An attack on paypal --> secure UI for browsers

Adam Lydick adam.lydick at verizon.net
Fri Jun 13 09:50:13 PDT 2003


The faq (see attached) claims that "anyone can write a nexus" and that
"users control which nexus(s) run".

I certainly didn't see anything that suggests that anyone can force you
to run arbitrary code, regardless of who has signed it. I also find it
absurd to worry about what code Microsoft is running on your system. If
you are running their operating system, you are already running
arbitrary code from them. If you install a security or functional patch,
you are running arbitrary code from them. How would this be different?

My only real concern is that once this becomes widespread, having the
correct "nexus" + DRM software installed will be the only way to get
play digital media. I have a feeling I won't be playing any of that
content from the MythTv box in my living room...

AdamL

--

http://www.microsoft.com/technet/treeview/default.asp?url=/technet/security/news/NGSCB.asp

Q: What is the "nexus" component of NGSCB?

A:  The nexus is a new Windows OS component that will be introduced as
part of NGSCB. The nexus, what we used to refer to as a "nub" or
"trusted operating root," is essentially the kernel of an isolated
software stack that runs alongside the existing software stack. The
nexus provides a limited set of APIs and services for applications,
including sealed storage and attestation functions. Think of nexus-aware
applications as residing in the user mode space of the parallel
execution environment and the nexus as residing in the kernel mode
space.

Anyone can write a nexus for use with nexus-aware systems. The user
always has the ultimate authority over what nexuses are allowed to run.
Only one nexus at a time will be able to run on a machine.

Q: What is the privacy model associated with NGSCB?

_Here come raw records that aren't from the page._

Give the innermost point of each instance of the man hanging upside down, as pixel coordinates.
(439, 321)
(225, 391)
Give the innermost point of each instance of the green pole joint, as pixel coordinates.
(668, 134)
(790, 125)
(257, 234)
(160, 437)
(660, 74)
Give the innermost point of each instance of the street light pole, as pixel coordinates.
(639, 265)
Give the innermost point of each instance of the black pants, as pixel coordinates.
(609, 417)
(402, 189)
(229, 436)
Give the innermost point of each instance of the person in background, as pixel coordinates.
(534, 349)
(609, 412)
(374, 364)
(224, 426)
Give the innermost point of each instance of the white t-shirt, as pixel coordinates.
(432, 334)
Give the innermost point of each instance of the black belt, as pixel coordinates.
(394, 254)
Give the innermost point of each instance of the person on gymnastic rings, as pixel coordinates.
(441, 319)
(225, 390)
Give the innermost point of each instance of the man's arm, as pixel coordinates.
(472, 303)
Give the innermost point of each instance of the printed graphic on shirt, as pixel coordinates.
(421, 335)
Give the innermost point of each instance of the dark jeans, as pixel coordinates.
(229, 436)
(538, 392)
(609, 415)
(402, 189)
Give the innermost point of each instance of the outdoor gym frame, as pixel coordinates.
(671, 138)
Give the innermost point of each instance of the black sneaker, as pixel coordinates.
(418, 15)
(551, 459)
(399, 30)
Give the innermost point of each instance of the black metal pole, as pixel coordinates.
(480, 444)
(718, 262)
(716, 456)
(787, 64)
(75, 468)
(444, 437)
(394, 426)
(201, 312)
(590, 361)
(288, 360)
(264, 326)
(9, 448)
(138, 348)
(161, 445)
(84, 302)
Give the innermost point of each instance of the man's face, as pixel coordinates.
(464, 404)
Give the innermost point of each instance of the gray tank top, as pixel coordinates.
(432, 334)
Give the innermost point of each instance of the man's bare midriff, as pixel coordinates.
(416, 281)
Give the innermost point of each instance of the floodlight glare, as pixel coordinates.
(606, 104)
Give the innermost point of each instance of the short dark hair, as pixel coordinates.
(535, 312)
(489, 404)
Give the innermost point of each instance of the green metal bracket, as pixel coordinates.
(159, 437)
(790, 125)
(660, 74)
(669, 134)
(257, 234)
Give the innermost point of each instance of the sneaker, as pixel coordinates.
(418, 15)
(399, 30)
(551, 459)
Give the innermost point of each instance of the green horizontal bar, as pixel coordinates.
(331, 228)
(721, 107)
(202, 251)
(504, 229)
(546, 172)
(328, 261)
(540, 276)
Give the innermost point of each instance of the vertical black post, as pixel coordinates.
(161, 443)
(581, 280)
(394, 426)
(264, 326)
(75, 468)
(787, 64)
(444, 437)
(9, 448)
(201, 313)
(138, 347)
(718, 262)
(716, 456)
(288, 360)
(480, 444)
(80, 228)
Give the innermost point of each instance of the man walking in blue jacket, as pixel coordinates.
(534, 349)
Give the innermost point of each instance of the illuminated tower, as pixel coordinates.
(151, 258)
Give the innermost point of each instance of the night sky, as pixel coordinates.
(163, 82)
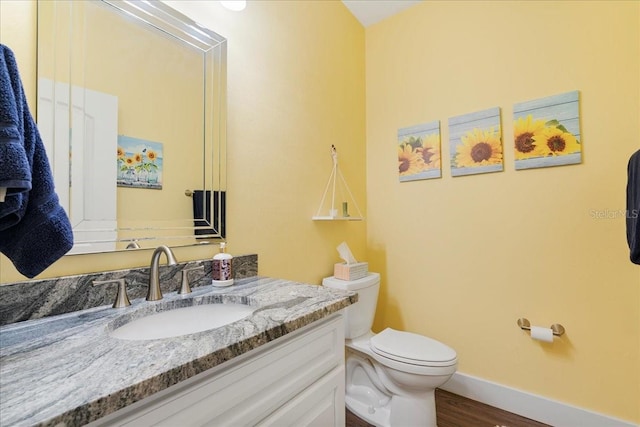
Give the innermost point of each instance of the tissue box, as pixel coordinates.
(354, 271)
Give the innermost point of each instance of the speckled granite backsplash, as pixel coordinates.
(34, 299)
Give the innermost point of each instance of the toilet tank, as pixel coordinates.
(359, 316)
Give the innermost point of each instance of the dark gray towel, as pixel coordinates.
(34, 229)
(202, 210)
(633, 207)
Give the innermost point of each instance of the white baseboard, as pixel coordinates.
(528, 405)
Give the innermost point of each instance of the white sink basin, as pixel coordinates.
(182, 321)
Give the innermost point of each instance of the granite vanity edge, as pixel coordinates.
(34, 299)
(115, 401)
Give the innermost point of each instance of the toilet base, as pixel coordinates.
(408, 412)
(379, 417)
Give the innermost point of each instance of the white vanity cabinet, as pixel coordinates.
(296, 380)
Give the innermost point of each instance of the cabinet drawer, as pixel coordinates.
(243, 393)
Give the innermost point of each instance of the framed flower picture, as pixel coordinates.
(546, 132)
(419, 152)
(475, 143)
(139, 163)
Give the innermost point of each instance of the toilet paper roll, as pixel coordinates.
(542, 334)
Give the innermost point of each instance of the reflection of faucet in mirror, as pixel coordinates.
(154, 292)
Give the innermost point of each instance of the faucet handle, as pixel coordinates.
(185, 288)
(122, 299)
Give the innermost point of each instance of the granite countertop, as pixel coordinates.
(68, 369)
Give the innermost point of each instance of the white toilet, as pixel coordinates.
(391, 376)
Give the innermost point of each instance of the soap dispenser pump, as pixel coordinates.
(222, 267)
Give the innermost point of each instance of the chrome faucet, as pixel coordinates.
(154, 293)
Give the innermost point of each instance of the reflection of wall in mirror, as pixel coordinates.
(83, 161)
(159, 84)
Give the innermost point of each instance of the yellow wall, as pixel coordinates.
(295, 86)
(463, 258)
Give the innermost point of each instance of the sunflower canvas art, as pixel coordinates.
(475, 143)
(546, 132)
(419, 152)
(139, 163)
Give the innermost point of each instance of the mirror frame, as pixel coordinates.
(158, 16)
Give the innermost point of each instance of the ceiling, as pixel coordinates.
(370, 12)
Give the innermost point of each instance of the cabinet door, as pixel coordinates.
(320, 405)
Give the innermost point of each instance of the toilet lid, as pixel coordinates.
(412, 348)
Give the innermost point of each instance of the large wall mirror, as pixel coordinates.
(132, 112)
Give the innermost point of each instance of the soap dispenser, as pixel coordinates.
(222, 267)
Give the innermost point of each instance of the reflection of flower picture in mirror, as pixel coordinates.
(139, 163)
(475, 143)
(546, 132)
(419, 152)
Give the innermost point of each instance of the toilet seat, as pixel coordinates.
(413, 349)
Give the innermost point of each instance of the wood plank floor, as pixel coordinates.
(457, 411)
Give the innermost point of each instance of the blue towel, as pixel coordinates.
(633, 207)
(34, 229)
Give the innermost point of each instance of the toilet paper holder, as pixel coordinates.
(557, 328)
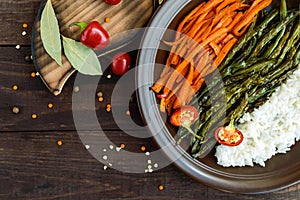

A: The user is always in control of whether or not nexus-aware
technology is enabled on his or her PC and what nexuses have access to
specific functions. The technology being developed as part of NGSCB
provides a fine-grained access control model that allows users to
specify (by hash) whether an individual nexus has the right to invoke a
specific security operation. In addition, SSC functions that reveal
potentially machine-identifying information, such as the RSA public key,
can only be performed once per SSC reset (and the SSC cannot be reset
from software; you have to power-cycle the PC).